From patch $i$, we can compute the minimum distance from patch $i$ to every other patch. Then, for every patch $j$ where patch $j$ has lower quality grass than patch $i$, we have that $f(i) \ge f(j) + q_j - E * d(i,j)$.

It takes linear time to compute this information for a given patch. If we sort all the patches initially in $O(N \log N)$, then this process takes $O(N^2)$, which will run in time.

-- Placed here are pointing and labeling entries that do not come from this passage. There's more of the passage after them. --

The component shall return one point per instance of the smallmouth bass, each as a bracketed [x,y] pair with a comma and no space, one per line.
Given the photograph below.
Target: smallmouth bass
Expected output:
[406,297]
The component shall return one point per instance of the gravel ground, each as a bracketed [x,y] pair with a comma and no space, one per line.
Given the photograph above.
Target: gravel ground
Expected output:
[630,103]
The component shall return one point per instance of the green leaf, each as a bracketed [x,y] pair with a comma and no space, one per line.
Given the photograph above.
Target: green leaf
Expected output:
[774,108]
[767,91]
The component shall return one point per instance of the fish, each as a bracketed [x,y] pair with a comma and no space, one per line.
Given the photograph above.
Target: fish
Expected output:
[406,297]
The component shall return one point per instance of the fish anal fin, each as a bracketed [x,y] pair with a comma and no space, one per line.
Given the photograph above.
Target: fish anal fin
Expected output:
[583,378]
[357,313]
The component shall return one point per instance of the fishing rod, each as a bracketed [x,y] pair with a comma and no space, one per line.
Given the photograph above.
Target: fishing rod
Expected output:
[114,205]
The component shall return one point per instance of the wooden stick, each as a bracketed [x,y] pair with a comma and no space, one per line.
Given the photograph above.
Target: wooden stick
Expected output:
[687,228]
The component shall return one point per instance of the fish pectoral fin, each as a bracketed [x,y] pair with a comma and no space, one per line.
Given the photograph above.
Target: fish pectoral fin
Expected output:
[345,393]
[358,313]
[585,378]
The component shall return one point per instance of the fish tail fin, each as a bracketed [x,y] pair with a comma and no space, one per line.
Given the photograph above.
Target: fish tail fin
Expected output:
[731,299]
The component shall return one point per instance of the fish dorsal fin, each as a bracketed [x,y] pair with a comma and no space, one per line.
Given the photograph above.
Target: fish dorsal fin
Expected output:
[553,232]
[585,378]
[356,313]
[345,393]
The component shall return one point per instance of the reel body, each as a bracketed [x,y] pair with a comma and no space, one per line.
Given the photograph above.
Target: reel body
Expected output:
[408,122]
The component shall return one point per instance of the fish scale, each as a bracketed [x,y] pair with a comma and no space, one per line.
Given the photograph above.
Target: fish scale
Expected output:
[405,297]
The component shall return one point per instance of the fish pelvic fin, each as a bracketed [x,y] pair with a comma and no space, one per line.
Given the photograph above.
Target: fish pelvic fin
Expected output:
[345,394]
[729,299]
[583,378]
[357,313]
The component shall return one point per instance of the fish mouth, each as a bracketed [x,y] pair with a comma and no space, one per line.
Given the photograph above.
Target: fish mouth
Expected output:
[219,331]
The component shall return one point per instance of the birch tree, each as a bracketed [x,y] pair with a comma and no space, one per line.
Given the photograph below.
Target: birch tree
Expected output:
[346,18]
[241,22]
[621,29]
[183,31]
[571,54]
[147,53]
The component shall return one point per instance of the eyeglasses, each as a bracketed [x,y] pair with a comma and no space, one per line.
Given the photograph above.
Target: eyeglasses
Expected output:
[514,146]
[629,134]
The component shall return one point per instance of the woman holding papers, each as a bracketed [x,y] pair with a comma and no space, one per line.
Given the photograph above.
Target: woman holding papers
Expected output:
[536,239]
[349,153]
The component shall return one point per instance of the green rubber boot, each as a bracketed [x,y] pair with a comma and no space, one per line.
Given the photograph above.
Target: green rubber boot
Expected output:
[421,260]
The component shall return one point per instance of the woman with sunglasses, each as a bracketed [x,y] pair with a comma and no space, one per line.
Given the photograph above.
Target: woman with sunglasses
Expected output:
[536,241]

Here is Mark Gordon's code.

#include <iostream>
#include <vector>
#include <algorithm>
#include <cstdio>
#include <queue>
#include <cstring>

using namespace std;

#define MAXN 1010

int Q[MAXN];
int DP[MAXN];
int D[MAXN];
vector<int> E[MAXN];

int main() {
  freopen("buffet.in", "r", stdin);
  freopen("buffet.out", "w", stdout);

  int N, ECST;
  cin >> N >> ECST;
  for (int i = 0; i < N; i++) {
    int D;
    cin >> Q[i] >> D;
    for (int j = 0; j < D; j++) {
      int v;
      cin >> v;
      E[i].push_back(v - 1);
    }
  }

  vector<int> PI;
  for (int i = 0; i < N; i++) {
    PI.push_back(i);
  }
  sort(PI.begin(), PI.end(), [&](int x, int y) {
    return Q[x] < Q[y];
  });

  int result = 0;
  for (int i = N - 1; i >= 0; i--) {
    int u = PI[i];

    queue<int> q;
    memset(D, -1, sizeof(D));
    q.push(u);
    D[u] = 0;
    while (!q.empty()) {
      int v = q.front();
      q.pop();
      for (int i = 0; i < E[v].size(); i++) {
        int nv = E[v][i];
        if (D[nv] == -1) {
          D[nv] = D[v] + 1;
          q.push(nv);
        }
      }
    }

    int res = Q[u];
    for (int j = 0; j < N; j++) {
      if (D[j] != -1) {
        res = max(res, Q[u] + DP[j] - ECST * D[j]);
      }
    }
    DP[u] = res;
    result = max(result, res);
  }

  cout << result << endl;
  return 0;
}